Kropek na prezent noworoczny dostał nowe, przezroczyste kierunki boczne. Świeci przepięknie! Tylko halogenik jeszcze poprawimy, bo się nam ostatnio popsuł. Ze strony formalnej wszystko elegancko - w Sylwestra odebrałam "twardy" dowód i już tip top wszystko załatwione. Kropek jest mój. Z cyklu "formalności" czas na identyfikator do wjazdu na Starówkę. Przyda się.
Nie wierzę ani nie zakładam sobie żadnych postanowień noworocznych. Tak z zasady i reguły. A plan można zmienić. Więc przyjmijmy, że można by sobie wyznaczyć nowe cele, stare zreedytować i rozwinąć żagle. Akurat fakt, że właśnie teraz jest przełom roku, jest zupełnie przypadkowy i ma się nijak do podejmowanych decyzji. Albo mi się tak po prostu wydaje.
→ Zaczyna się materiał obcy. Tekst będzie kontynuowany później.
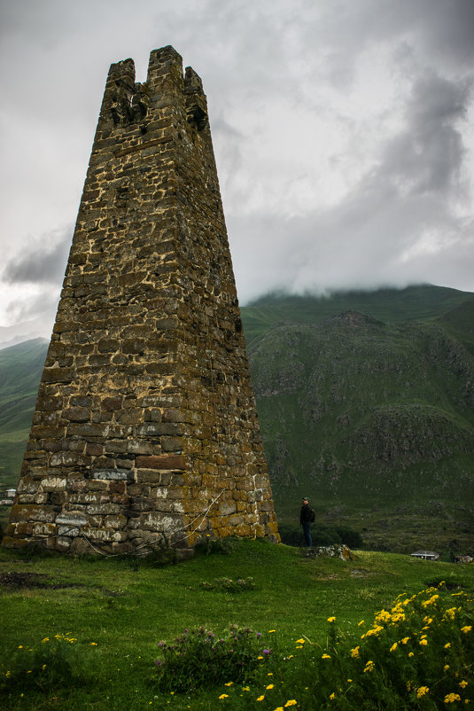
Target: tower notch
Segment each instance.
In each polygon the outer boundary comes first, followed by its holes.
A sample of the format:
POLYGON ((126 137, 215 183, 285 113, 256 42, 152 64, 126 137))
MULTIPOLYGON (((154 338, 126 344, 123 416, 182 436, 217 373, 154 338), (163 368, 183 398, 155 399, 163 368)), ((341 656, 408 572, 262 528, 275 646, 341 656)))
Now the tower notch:
POLYGON ((202 82, 113 64, 4 543, 277 540, 202 82))

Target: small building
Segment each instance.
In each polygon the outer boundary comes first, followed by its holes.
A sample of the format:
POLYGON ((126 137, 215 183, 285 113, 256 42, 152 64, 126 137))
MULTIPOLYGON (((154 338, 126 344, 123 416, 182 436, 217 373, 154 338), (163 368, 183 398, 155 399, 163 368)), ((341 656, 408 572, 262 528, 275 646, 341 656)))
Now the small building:
POLYGON ((411 557, 423 558, 423 560, 439 560, 439 553, 435 553, 434 551, 416 551, 411 557))
POLYGON ((474 563, 474 556, 455 556, 455 563, 474 563))

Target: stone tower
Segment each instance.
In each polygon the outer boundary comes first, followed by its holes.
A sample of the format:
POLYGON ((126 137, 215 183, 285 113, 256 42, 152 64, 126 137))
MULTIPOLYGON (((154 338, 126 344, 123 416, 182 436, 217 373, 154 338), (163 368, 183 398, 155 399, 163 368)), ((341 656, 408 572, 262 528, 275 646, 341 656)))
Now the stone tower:
POLYGON ((112 65, 5 545, 278 539, 207 118, 112 65))

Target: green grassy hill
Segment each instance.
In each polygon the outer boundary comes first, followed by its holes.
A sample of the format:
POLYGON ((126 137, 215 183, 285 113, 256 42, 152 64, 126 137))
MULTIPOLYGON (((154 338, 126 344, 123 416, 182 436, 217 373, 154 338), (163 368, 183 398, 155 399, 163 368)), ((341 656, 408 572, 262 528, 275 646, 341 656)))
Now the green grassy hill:
MULTIPOLYGON (((285 702, 294 699, 294 707, 304 711, 382 707, 400 711, 444 708, 442 699, 447 691, 472 698, 472 658, 467 658, 467 650, 463 659, 459 646, 459 640, 468 645, 474 635, 471 630, 459 632, 459 628, 470 624, 471 620, 465 621, 456 612, 449 627, 446 629, 445 621, 439 634, 442 611, 438 607, 443 593, 437 591, 436 606, 422 607, 421 619, 415 616, 408 629, 387 624, 378 648, 376 639, 369 636, 365 641, 361 639, 372 627, 374 614, 382 609, 392 610, 400 594, 416 596, 441 580, 446 582, 446 606, 461 609, 462 590, 472 598, 472 566, 369 551, 356 551, 350 560, 310 559, 298 549, 261 540, 231 545, 227 555, 200 555, 165 567, 154 566, 156 559, 27 558, 19 551, 0 549, 2 707, 12 711, 211 711, 221 707, 275 711, 290 707, 285 702), (253 587, 240 592, 210 587, 219 581, 239 578, 252 579, 253 587), (428 614, 433 629, 426 621, 428 614), (161 640, 174 643, 184 629, 198 629, 201 625, 219 638, 229 634, 232 624, 259 632, 260 649, 271 650, 268 666, 257 668, 256 678, 239 684, 226 677, 184 693, 157 688, 155 660, 162 653, 161 640), (426 651, 418 644, 421 635, 428 637, 426 651), (394 654, 390 649, 393 637, 400 640, 405 636, 406 642, 408 637, 411 641, 408 646, 399 642, 400 649, 394 654), (447 650, 444 647, 447 640, 447 650), (351 662, 350 650, 355 647, 361 650, 361 659, 351 662), (55 656, 51 649, 56 650, 55 656), (408 652, 415 662, 419 660, 418 674, 416 664, 409 662, 408 652), (324 653, 327 659, 322 658, 324 653), (368 659, 376 664, 373 675, 363 672, 368 659), (449 675, 442 671, 446 660, 449 675), (381 671, 384 663, 392 665, 392 669, 394 667, 396 679, 401 678, 407 704, 382 704, 379 693, 385 692, 387 686, 381 671), (429 668, 436 663, 438 672, 430 677, 429 668), (339 666, 345 675, 340 680, 339 666), (327 688, 327 706, 315 703, 307 692, 320 686, 318 667, 324 674, 321 684, 327 688), (429 686, 430 697, 423 699, 427 703, 418 705, 416 694, 413 703, 410 701, 406 675, 412 685, 416 680, 416 686, 429 686), (465 690, 459 685, 462 680, 468 682, 465 690), (341 682, 344 692, 349 684, 369 684, 364 691, 365 700, 351 703, 349 699, 344 706, 338 700, 331 703, 330 693, 338 693, 341 682), (431 701, 436 695, 441 699, 438 706, 431 701)), ((428 602, 431 595, 428 590, 428 602)), ((408 617, 411 620, 408 613, 408 617)), ((206 666, 208 660, 209 654, 201 655, 200 664, 206 666)))

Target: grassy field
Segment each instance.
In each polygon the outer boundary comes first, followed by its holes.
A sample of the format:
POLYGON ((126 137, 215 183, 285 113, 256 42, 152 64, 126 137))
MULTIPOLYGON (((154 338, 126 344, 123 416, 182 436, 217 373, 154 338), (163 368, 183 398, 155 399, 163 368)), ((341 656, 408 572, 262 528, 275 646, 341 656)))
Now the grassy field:
MULTIPOLYGON (((55 635, 74 640, 71 649, 85 675, 79 685, 44 692, 17 689, 6 693, 3 707, 221 707, 222 686, 192 694, 157 691, 152 680, 160 640, 172 641, 200 625, 221 634, 236 623, 261 632, 263 644, 280 650, 294 648, 302 636, 323 649, 328 618, 334 616, 355 642, 361 620, 373 620, 400 593, 412 595, 441 580, 450 590, 462 586, 472 592, 474 566, 368 551, 347 561, 308 559, 299 549, 263 541, 240 541, 227 554, 164 567, 136 559, 28 558, 2 550, 1 678, 19 647, 36 649, 55 635), (223 577, 252 578, 254 588, 237 593, 201 586, 223 577)), ((295 699, 298 692, 295 688, 295 699)), ((250 698, 246 703, 263 707, 250 698)))

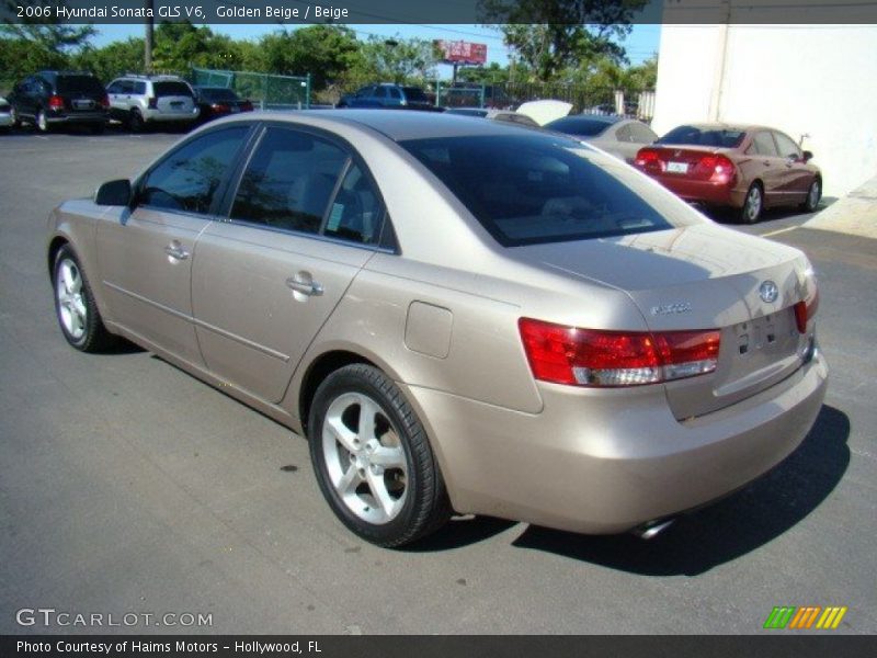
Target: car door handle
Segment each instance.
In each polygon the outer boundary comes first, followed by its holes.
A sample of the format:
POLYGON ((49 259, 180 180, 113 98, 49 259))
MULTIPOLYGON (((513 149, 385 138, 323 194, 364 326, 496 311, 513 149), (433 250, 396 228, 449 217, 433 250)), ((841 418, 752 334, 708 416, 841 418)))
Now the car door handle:
POLYGON ((309 275, 303 275, 301 273, 289 276, 289 279, 286 280, 286 286, 308 297, 319 297, 322 295, 322 285, 310 280, 309 275))
POLYGON ((183 246, 176 240, 164 247, 164 253, 176 260, 185 260, 189 258, 189 251, 183 249, 183 246))

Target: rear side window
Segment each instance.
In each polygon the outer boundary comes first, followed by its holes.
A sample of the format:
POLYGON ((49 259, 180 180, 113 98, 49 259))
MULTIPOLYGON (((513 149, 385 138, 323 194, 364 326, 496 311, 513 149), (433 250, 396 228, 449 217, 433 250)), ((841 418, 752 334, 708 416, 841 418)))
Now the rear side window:
POLYGON ((103 92, 103 84, 93 76, 58 76, 58 93, 103 92))
POLYGON ((270 127, 243 173, 231 218, 319 232, 346 161, 348 154, 324 139, 270 127))
POLYGON ((538 134, 402 141, 505 247, 673 225, 625 184, 638 174, 576 141, 538 134))
POLYGON ((658 144, 679 144, 683 146, 714 146, 718 148, 737 148, 743 141, 745 133, 733 128, 698 128, 697 126, 679 126, 658 140, 658 144))
POLYGON ((209 213, 248 131, 249 126, 214 131, 172 151, 144 179, 140 203, 168 211, 209 213))
POLYGON ((169 97, 169 95, 192 95, 192 90, 189 88, 189 84, 185 82, 176 82, 176 81, 162 81, 162 82, 152 82, 152 89, 155 90, 156 98, 169 97))

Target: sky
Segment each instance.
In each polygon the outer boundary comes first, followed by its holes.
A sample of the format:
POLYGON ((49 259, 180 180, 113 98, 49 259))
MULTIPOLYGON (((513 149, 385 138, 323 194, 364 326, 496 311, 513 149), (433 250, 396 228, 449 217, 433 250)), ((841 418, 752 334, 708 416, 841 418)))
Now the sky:
MULTIPOLYGON (((95 25, 100 34, 94 37, 94 45, 103 46, 114 41, 124 41, 129 36, 141 36, 144 26, 138 24, 124 25, 95 25)), ((210 30, 219 34, 227 34, 234 38, 258 38, 263 34, 278 30, 277 25, 209 25, 210 30)), ((509 63, 508 48, 502 43, 502 35, 496 30, 483 25, 349 25, 357 38, 366 39, 371 35, 400 38, 443 38, 451 41, 468 41, 487 44, 488 63, 496 61, 501 66, 509 63)), ((293 30, 293 26, 288 26, 293 30)), ((658 52, 661 37, 661 25, 634 25, 627 39, 623 43, 627 49, 627 57, 631 64, 641 64, 658 52)), ((447 68, 448 67, 440 67, 447 68)))

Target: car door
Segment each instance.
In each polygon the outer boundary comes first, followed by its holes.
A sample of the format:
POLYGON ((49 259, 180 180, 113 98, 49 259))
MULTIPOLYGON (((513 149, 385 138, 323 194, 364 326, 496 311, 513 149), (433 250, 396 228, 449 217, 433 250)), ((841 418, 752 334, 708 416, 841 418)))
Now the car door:
POLYGON ((801 149, 791 137, 779 131, 774 131, 773 134, 785 167, 781 183, 784 202, 787 204, 800 203, 807 196, 813 180, 813 172, 807 167, 801 149))
POLYGON ((127 330, 203 365, 192 320, 197 236, 210 223, 249 125, 193 137, 135 184, 135 207, 98 226, 98 258, 110 316, 127 330))
POLYGON ((766 205, 782 203, 781 185, 785 162, 776 150, 776 143, 771 131, 758 131, 752 137, 752 146, 747 150, 752 156, 749 178, 761 179, 764 184, 764 201, 766 205), (753 151, 753 152, 750 152, 753 151))
POLYGON ((229 194, 228 219, 198 238, 194 316, 214 374, 265 401, 283 398, 378 241, 377 194, 360 189, 362 172, 326 136, 265 129, 229 194))

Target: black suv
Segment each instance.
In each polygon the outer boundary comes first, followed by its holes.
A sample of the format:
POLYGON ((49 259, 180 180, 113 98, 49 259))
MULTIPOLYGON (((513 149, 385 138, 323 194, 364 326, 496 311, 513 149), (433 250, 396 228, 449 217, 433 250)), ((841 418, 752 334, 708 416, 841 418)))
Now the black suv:
POLYGON ((41 133, 58 124, 86 125, 103 133, 110 111, 106 90, 81 71, 39 71, 19 82, 9 95, 13 121, 27 121, 41 133))

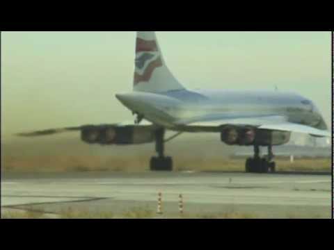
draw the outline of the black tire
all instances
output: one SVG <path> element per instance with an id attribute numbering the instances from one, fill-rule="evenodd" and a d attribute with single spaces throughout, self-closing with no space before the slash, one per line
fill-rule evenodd
<path id="1" fill-rule="evenodd" d="M 276 172 L 276 163 L 275 162 L 270 162 L 269 168 L 271 173 L 275 173 Z"/>
<path id="2" fill-rule="evenodd" d="M 150 162 L 150 169 L 151 171 L 157 171 L 157 160 L 158 158 L 157 157 L 152 157 L 151 158 L 151 161 Z"/>
<path id="3" fill-rule="evenodd" d="M 251 173 L 252 172 L 252 165 L 253 165 L 253 158 L 247 158 L 246 161 L 246 172 Z"/>
<path id="4" fill-rule="evenodd" d="M 173 171 L 173 160 L 171 157 L 152 157 L 150 163 L 151 171 Z"/>
<path id="5" fill-rule="evenodd" d="M 260 167 L 260 173 L 266 174 L 268 173 L 269 170 L 269 165 L 270 163 L 268 162 L 266 158 L 261 159 Z"/>

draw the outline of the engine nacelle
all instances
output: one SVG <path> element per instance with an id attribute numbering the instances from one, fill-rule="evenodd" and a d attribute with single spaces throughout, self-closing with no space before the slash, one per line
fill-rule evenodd
<path id="1" fill-rule="evenodd" d="M 275 146 L 289 142 L 290 135 L 290 132 L 229 126 L 222 130 L 221 139 L 228 145 Z"/>
<path id="2" fill-rule="evenodd" d="M 255 131 L 251 128 L 227 127 L 222 131 L 221 138 L 228 145 L 251 145 L 255 140 Z"/>
<path id="3" fill-rule="evenodd" d="M 88 144 L 136 144 L 152 142 L 155 133 L 150 129 L 134 126 L 87 126 L 81 130 L 81 140 Z"/>
<path id="4" fill-rule="evenodd" d="M 258 130 L 255 141 L 259 146 L 278 146 L 285 144 L 290 140 L 291 132 Z"/>

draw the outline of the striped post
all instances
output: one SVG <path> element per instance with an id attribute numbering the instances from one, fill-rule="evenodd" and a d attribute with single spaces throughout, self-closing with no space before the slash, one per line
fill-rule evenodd
<path id="1" fill-rule="evenodd" d="M 162 194 L 161 192 L 158 194 L 158 209 L 157 213 L 162 215 Z"/>
<path id="2" fill-rule="evenodd" d="M 179 195 L 179 212 L 183 214 L 183 197 L 182 194 Z"/>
Tam, gdzie się da - to się zdecyduję. O, dziś już się zdecydowałam. W poniedziałek będę znowu decydować. Ażeby tak ze wszystkim się dało - po prostu zadecydować..
Działanie pierwsze: lepszy wróbel w garści, niż gołąb na dachu.
Działanie drugie: waść kończ, coś zaczęła.
Działanie trzecie: serce nie sługa, a rozum ucisz.